TEMPO.CO, Jakarta - Pemerintah memastikan penentuan izin kegiatan usaha yang didasari risiko (risk based approach) dalam regulasi sapu jagat alias Omnibus Law Cipta Lapangan Kerja selalu disertai pengawasan ketat. Skema itu tercantum dalam kluster penyederhanaan perizinan berusaha itu mengganti skema usaha yang sebelum mutlak berbasis izin (license approach).
Kepala Badan Pembinaan Hukum Nasional Kementerian Hukum dan Hak Asasi Manusia, Benny Riyanto, mengatakan pemerintah masih akan merundingkan sektor yang masuk dalam usaha berisiko tinggi. "Akan ditetapkan dalam peraturan pelaksana. Sudah ada konsepnya tapi kan harus disepakati lintas kementerian," ucap Benny di kompleks Hotel Shangri-La, Jakarta Pusat, Rabu 22 Januari 2020.

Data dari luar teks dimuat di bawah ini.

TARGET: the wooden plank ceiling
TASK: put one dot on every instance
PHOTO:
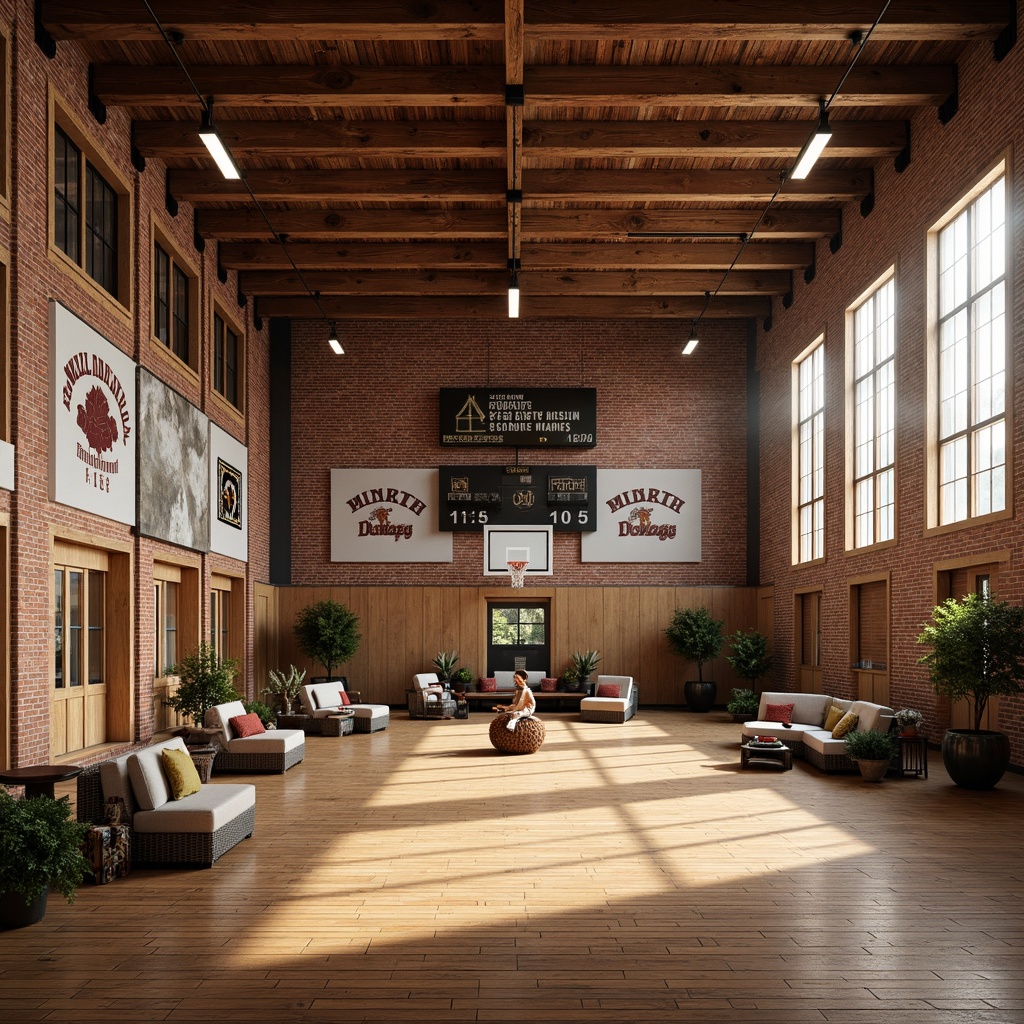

Dalam Omnibus Law, pemerintah tetap menuntut perizinan dari kegiatan berisiko tinggi, khususnya yang berdampak pada kesehatan, keselamatan, lingkungan, termasuk usaha pengelolaan sumber daya alam. Risiko level menengah diwajibkan mengikuti standarisasi regulator, sementara risiko rendah hanya melalui pendaftaran.
Sejauh ini, menurut Benny, baru sektor Usaha Mikro Menengah (UMK) yang karakternya masuk daftar risiko rendah. Klasifikasi sektor lainnya harus dibahas agar dapat dipertanggungjawabkan. "Nanti dituangkan dalam norma. Kementerian Tenaga Kerja juga pasti memberi input soal risiko itu," ucapnya.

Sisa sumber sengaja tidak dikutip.